Yoga : un succès international
février 2008, par serge cannasse 
Plutôt que le yoga, il vaudrait mieux dire les yogas, soit un ensemble de disciplines qui se sont modifiées tout au long de leur histoire. "Le" yoga apparaitrait alors comme leur occidentalisation. Son succès international provient sans doute de sa promesse de maîtrise de soi, de son corps, bien en phase avec le désir contemporain d’autonomie individuelle.
" Le mot « yoga » vient de la racine verbale sanskrite « yuj » qui signifie « lier ensemble, unir, joindre, ajuster, atteler, mettre sous le joug »." D’un point de vue symbolique, le yoga vise donc l’union de l’individu avec le principe divin, selon des idées et des pratiques propres à l’hindouisme. Au fur et à mesure de son histoire, le yoga se systématise, sans pour autant représenter un corpus unifié : il y a des yogas et des interprétations du yoga.
La transformation en médecine
Le yoga "moderne", surtout postural, est marqué par la mondialisation et l’urbanisation, avec comme conséquences premières son intellectualisation (en le rapprochant de concepts modernes) et sa médicalisation (par le contrôle du corps et des émotions).

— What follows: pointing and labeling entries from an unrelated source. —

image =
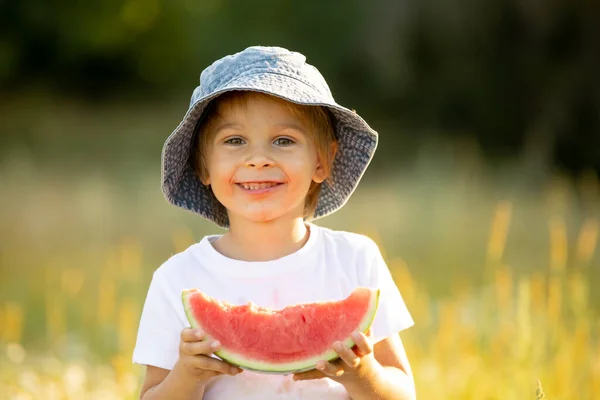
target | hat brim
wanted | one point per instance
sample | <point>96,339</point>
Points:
<point>357,143</point>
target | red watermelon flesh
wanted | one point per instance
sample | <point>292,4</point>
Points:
<point>287,340</point>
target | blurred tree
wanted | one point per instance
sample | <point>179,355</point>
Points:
<point>520,76</point>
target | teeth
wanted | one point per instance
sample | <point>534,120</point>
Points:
<point>256,186</point>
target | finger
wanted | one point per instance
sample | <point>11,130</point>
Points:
<point>346,354</point>
<point>363,343</point>
<point>330,369</point>
<point>199,348</point>
<point>191,335</point>
<point>312,374</point>
<point>212,364</point>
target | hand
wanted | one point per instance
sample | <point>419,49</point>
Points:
<point>354,363</point>
<point>195,357</point>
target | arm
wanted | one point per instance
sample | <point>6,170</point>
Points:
<point>391,375</point>
<point>368,372</point>
<point>192,370</point>
<point>161,383</point>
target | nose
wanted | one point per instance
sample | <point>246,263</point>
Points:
<point>259,157</point>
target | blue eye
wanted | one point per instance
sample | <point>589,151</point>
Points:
<point>283,141</point>
<point>236,141</point>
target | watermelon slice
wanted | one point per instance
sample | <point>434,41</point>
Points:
<point>282,341</point>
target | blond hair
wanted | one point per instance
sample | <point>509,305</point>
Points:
<point>317,118</point>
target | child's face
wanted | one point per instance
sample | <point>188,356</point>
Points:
<point>261,160</point>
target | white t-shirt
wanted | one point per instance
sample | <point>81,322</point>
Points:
<point>328,267</point>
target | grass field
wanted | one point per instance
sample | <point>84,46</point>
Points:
<point>500,279</point>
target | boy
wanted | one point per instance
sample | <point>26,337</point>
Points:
<point>263,149</point>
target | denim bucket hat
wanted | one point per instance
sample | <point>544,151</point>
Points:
<point>278,72</point>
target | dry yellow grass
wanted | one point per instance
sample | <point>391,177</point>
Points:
<point>72,334</point>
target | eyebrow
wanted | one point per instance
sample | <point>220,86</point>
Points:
<point>291,125</point>
<point>227,126</point>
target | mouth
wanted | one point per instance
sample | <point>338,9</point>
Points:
<point>258,186</point>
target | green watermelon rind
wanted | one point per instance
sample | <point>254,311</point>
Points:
<point>285,368</point>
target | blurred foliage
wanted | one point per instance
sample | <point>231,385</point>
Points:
<point>519,76</point>
<point>500,281</point>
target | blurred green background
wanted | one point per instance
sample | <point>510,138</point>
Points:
<point>483,195</point>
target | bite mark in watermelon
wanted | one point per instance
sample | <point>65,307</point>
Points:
<point>288,340</point>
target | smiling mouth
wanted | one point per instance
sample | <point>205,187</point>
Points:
<point>258,185</point>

Les premières expérimentations "à l’occidentale" commencent dans les années 20. Elles ont pour but de montrer " l’importance fondamentale de l’attitude mentale du sujet dans la production et la régression de certains désordres cardio-vasculaires, " puis de troubles dans d’autres sphères physiologiques (peau, cerveau, etc). Le lien avec la psychanalyse est établi par Carl Jung. Il devient une composante essentielle de ses réélaborations.
Ainsi, " le yoga est passé par un processus de légitimation qui repose sur une construction scientifique de sa pratique : il est supposé produire une expérience somatique, et il inclut des considérations sur le corps, la santé, la guérison, le salut." Mais cela n’a pas suffi à en faire une science médicale ; il a notamment été soupçonné de n’être qu’un placebo. D’où son inclusion dans la liste des médecines complémentaires et traditionnelles de l’OMS.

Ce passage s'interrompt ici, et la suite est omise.